Fast Approximation of the Gauss--Newton Hessian Matrix for the Multilayer Perceptron

Abstract

We introduce a fast algorithm for entrywise evaluation of the Gauss--Newton Hessian (GNH) matrix for the fully connected feed-forward neural network. The algorithm has a precomputation step and a sampling step. While it generally requires $\mathcal{O}(Nn)$ work to compute an entry (and the entire column) in the GNH matrix for a neural network with $N$ parameters and $n$ data points, our fast sampling algorithm reduces the cost to $\mathcal{O}(n+d/\epsilon^2)$ work, where $d$ is the output dimension of the network and $\epsilon$ is a prescribed accuracy (independent of $N$). One application of our algorithm is constructing the hierarchical-matrix ($\mathcal{H}$-matrix) approximation of the GNH matrix for solving linear systems and eigenvalue problems. It generally requires $\mathcal{O}(N^2)$ memory and $\mathcal{O}(N^3)$ work to store and factorize the GNH matrix, respectively.
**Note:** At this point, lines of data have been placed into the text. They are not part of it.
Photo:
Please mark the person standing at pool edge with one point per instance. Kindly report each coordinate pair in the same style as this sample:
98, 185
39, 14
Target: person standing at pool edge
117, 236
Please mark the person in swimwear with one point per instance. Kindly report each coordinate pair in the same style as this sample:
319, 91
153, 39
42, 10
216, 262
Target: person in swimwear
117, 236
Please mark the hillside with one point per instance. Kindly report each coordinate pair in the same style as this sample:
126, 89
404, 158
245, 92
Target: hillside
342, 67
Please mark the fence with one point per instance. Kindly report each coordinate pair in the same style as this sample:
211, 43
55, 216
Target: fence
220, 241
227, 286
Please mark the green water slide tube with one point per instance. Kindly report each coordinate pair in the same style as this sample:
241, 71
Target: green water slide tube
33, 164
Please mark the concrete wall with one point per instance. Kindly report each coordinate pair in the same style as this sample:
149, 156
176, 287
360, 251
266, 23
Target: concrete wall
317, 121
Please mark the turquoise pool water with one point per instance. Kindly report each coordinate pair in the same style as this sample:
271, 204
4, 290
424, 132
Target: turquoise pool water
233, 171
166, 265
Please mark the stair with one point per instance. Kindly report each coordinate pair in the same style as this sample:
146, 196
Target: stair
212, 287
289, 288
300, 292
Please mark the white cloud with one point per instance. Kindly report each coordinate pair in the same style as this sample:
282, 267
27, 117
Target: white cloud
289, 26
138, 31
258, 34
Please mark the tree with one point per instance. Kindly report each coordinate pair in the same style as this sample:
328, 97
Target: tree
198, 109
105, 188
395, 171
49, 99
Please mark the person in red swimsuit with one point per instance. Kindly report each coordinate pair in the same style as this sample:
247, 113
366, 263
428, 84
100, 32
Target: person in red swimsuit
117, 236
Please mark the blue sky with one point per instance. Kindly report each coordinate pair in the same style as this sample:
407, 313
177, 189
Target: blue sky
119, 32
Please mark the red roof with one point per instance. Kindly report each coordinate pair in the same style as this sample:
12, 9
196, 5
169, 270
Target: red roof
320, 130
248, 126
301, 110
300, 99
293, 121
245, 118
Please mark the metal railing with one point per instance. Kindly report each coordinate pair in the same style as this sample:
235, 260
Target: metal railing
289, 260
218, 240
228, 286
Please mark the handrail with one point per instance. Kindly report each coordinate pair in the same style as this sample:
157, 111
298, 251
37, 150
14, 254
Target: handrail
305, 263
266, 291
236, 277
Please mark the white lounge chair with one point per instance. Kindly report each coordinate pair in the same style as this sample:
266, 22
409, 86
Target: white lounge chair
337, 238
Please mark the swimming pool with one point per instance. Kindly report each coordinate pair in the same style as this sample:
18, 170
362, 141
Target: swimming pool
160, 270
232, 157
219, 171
The $\mathcal{H}$-matrix approximation requires only $\mathcal{O}(N r_o)$ memory footprint and $\mathcal{O}(N r_o^2)$ work to be factorized, where $r_o \ll N$ is the maximum rank of off-diagonal blocks in the GNH matrix. We demonstrate the performance of our fast algorithm and the $\mathcal{H}$-matrix approximation on classification and autoencoder neural networks. (A corrected version is attached.)